FCA fines ED&F Man £17mn over its role in ‘cum-ex’ tax scandal

The UK markets regulator has fined broker ED&F Man Capital Markets £17.2mn for its role in the “cum-ex” trading affair, marking the largest penalty imposed by British authorities for one of Europe’s largest tax scandals.

The Financial Conduct Authority on Monday fined the London broker for “serious failings” in its oversight of trading schemes that allowed clients to illegitimately reclaim tax on dividends in Denmark.

The regulator said ED&F Man had earned £5.1mn in fees as it oversaw the trading strategies, which resulted in at least £20mn in illegitimate claims to the Danish tax authorities between 2012 and 2015.

Regulators and tax authorities around Europe have followed a trail that stretches across the continent to Dubai, in which watchdogs have accused brokers of orchestrating a dodge for their clients that deprived authorities of billions of dollars in tax.

They have been accused of running a scheme in which brokers bought shares just before the cut-off date that established dividend payments, and obscured their ownership in different countries. Share ownership before and after dividend right cut-off dates is known in financial markets as “cum” and “ex”.

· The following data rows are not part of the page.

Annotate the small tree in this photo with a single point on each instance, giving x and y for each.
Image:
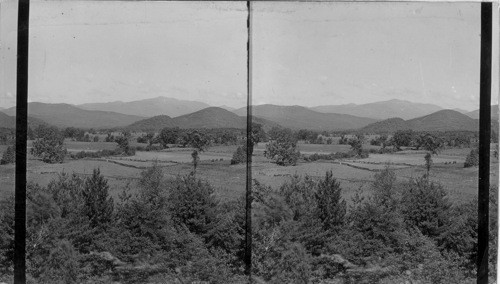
(98, 205)
(430, 143)
(168, 135)
(49, 145)
(283, 149)
(428, 162)
(402, 138)
(199, 142)
(192, 203)
(331, 208)
(9, 156)
(240, 155)
(472, 159)
(123, 142)
(356, 146)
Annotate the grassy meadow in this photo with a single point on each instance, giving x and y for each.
(229, 180)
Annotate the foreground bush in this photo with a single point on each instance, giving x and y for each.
(400, 232)
(170, 230)
(472, 159)
(9, 156)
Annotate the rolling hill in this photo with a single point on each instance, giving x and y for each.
(149, 107)
(65, 115)
(7, 121)
(154, 123)
(211, 117)
(298, 117)
(443, 120)
(382, 110)
(494, 113)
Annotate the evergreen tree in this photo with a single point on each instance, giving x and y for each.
(331, 208)
(98, 205)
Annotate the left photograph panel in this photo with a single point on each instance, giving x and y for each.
(136, 165)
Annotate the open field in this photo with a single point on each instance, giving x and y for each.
(229, 180)
(447, 169)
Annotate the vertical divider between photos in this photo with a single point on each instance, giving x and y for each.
(248, 192)
(484, 142)
(21, 142)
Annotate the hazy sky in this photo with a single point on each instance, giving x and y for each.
(303, 53)
(337, 53)
(89, 51)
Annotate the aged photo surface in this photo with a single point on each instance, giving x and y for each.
(368, 170)
(135, 169)
(363, 141)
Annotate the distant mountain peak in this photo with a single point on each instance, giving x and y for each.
(150, 107)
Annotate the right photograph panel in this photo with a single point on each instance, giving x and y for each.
(367, 122)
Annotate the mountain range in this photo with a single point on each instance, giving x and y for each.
(211, 117)
(295, 117)
(382, 110)
(149, 107)
(443, 120)
(298, 117)
(65, 115)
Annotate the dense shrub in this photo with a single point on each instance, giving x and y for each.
(9, 156)
(283, 148)
(472, 159)
(240, 155)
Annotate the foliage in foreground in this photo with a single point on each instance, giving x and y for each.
(170, 229)
(400, 232)
(303, 232)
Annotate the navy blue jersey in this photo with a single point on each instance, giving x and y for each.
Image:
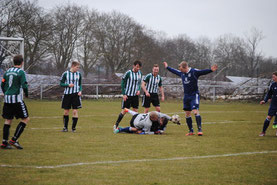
(190, 79)
(272, 94)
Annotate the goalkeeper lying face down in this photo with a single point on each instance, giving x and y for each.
(147, 123)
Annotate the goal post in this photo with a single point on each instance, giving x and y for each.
(13, 39)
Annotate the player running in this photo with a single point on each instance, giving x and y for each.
(151, 83)
(272, 111)
(13, 84)
(191, 98)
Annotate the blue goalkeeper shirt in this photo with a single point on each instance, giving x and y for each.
(272, 94)
(190, 79)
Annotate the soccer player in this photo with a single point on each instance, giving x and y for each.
(13, 83)
(191, 98)
(72, 81)
(130, 86)
(142, 123)
(150, 85)
(272, 111)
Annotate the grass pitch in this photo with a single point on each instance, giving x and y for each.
(229, 152)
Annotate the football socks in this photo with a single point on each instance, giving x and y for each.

Governments in countries including Denmark, Germany and France were then duped into rebating billions of euros in dividend taxes that had never been paid.

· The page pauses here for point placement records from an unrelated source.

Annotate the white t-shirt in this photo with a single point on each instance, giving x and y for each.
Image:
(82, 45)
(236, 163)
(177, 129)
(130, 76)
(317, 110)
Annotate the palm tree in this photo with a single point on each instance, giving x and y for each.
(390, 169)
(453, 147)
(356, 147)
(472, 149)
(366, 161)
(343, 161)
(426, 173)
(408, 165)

“It is completely unacceptable for authorised firms to make money from this kind of trading,” said Therese Chambers, joint executive director of enforcement and market oversight at the FCA.

ED&F Man, one of the oldest commodities brokers in London, was bought by rival Marex last year after falling into financial difficulties.

“The FCA’s action relates to a legacy business area that was shut down by [us] in 2015. It was specifically excluded from the sale of assets to Marex and is a contingent liability that was ringfenced as part of that transaction,” ED&F Man said.

The FCA said ED&F Man had “enabled significant volumes of dividend arbitrage trading on behalf of clients”.

The broker set up an unregulated equity trading business in Dubai, and traded in the over-the-counter market, where large deals can be struck away from a transparent stock exchange.

Monday’s fine is the largest the FCA has imposed on London-based firms. In 2021, it fined interdealer broker Sunrise Brokers, now part of BCG Partners, £642,000 for facilitating suspicious trades. Smaller brokers Sapien Capital and TJM were fined £178,000 and £2mn respectively for their roles in the scandal.

The regulator added it was still investigating other UK-based brokers for similar failings.

The regulator said ED&F Man had “inadequate compliance checks”; the compliance team did not have the necessary expertise to review the trading, and it had failed to ensure trading was legitimate. The FCA added that the company’s compliance team had “limited understanding” of dividend arbitrage trading and believed it to be “essentially ’risk free”.